Mi ci specchio in quello sguardo, in quel volgere gli occhi da qualche parte per il solo fatto di averli, degli occhi. E invece lo sguardo della mente è altrove, è dentro di essa. La scruta, la studia, cerca di capirne il senso, di far luce sulle ombre. Niente, come concentrarsi su ogni singolo pixel di un’immagine senza però riuscire a vederla nella sua interezza. E non è colpa di un lavoro che sta diventando noioso. Forse ha più a che fare con la mia stanza sempre in disordine, con l’ultimo boccone che lascio sempre nel piatto, con il tollerare sempre meno tutto il casino che fate e che mi disturba i pensieri, sì, voi, che avete sempre qualcosa da dire e non comunicate mai niente. Esibizionisti.
Forse ha a che fare col mio bisogno di qualcosa che contenga il caos che ho dentro, di un piacere che duri più di un momento, di qualcosa che non mi costringa ogni giorno a indurmi quell’intorpidimento dei sensi che mi fa sentire come se fossi in coma, pur di non sentire i discorsi che vorrebbero farmi credere che questa è vita e io sono vivo. Io non sono né vivo né morto. Sono una via di mezzo. Fermo al centro di una scala di grigi, incerto sulla direzione da prendere. In balia dei venti e del loro soffiare. Spero, un giorno, nella direzione giusta.

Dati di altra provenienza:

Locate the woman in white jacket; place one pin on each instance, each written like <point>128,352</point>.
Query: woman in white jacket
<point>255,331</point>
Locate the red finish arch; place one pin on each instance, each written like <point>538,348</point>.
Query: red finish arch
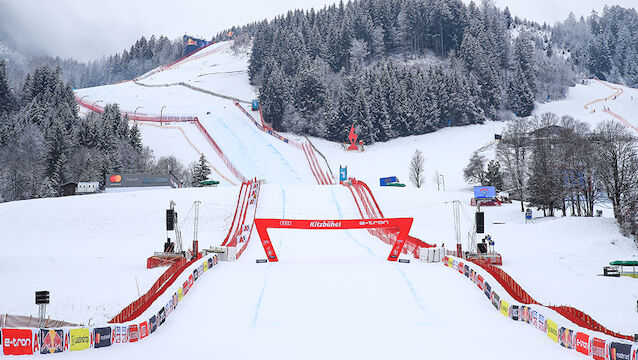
<point>401,225</point>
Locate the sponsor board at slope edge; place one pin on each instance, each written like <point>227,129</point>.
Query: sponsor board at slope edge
<point>102,337</point>
<point>50,341</point>
<point>79,339</point>
<point>17,342</point>
<point>583,343</point>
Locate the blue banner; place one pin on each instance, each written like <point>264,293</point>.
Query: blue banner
<point>388,180</point>
<point>484,192</point>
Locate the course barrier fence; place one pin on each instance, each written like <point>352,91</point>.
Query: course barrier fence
<point>519,294</point>
<point>532,313</point>
<point>22,341</point>
<point>166,119</point>
<point>369,209</point>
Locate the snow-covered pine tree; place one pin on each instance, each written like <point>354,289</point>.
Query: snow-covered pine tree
<point>135,138</point>
<point>200,171</point>
<point>7,100</point>
<point>493,175</point>
<point>474,173</point>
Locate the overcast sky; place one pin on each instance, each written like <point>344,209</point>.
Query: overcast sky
<point>89,29</point>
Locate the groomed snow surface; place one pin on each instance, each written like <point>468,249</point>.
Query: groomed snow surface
<point>333,294</point>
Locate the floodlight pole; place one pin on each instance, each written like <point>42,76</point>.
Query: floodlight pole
<point>135,112</point>
<point>161,113</point>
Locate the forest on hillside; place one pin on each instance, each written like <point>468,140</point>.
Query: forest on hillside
<point>405,67</point>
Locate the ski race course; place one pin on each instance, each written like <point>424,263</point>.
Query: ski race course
<point>332,293</point>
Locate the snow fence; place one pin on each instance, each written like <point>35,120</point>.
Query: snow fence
<point>369,209</point>
<point>244,218</point>
<point>57,340</point>
<point>561,334</point>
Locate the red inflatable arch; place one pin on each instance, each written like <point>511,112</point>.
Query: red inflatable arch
<point>402,225</point>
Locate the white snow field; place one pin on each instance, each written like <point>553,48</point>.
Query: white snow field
<point>332,294</point>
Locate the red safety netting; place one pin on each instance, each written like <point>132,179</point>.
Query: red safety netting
<point>369,208</point>
<point>519,294</point>
<point>137,307</point>
<point>167,118</point>
<point>246,207</point>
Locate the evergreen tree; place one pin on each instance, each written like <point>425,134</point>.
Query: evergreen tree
<point>474,173</point>
<point>135,138</point>
<point>493,175</point>
<point>200,171</point>
<point>7,101</point>
<point>417,169</point>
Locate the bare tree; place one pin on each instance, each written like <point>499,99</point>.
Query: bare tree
<point>513,154</point>
<point>475,170</point>
<point>617,151</point>
<point>417,169</point>
<point>439,180</point>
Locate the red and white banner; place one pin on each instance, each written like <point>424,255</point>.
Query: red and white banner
<point>403,226</point>
<point>17,342</point>
<point>599,349</point>
<point>582,343</point>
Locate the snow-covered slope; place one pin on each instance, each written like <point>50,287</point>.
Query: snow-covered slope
<point>220,69</point>
<point>332,294</point>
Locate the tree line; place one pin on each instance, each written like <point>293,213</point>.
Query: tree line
<point>560,164</point>
<point>603,45</point>
<point>45,144</point>
<point>143,56</point>
<point>399,67</point>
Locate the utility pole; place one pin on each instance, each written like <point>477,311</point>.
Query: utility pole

“Per farti un esempio, sappi che io ho la necessità di vedere il cielo intero, di sentire tutte quante le direzioni del vento, di poter aprire la porta e raggiungere un bosco di notte quelle poche volte in cui faccio fatica a prender sonno. Ho bisogno di vedere i flussi di acqua corrente, di ricordarmi che sono piccolo così anche i miei problemi sono piccoli e risolvibili, così non devo a tutti i costi lanciare accuse a me o ad altri, perdere tempi con le colpe o i meriti.”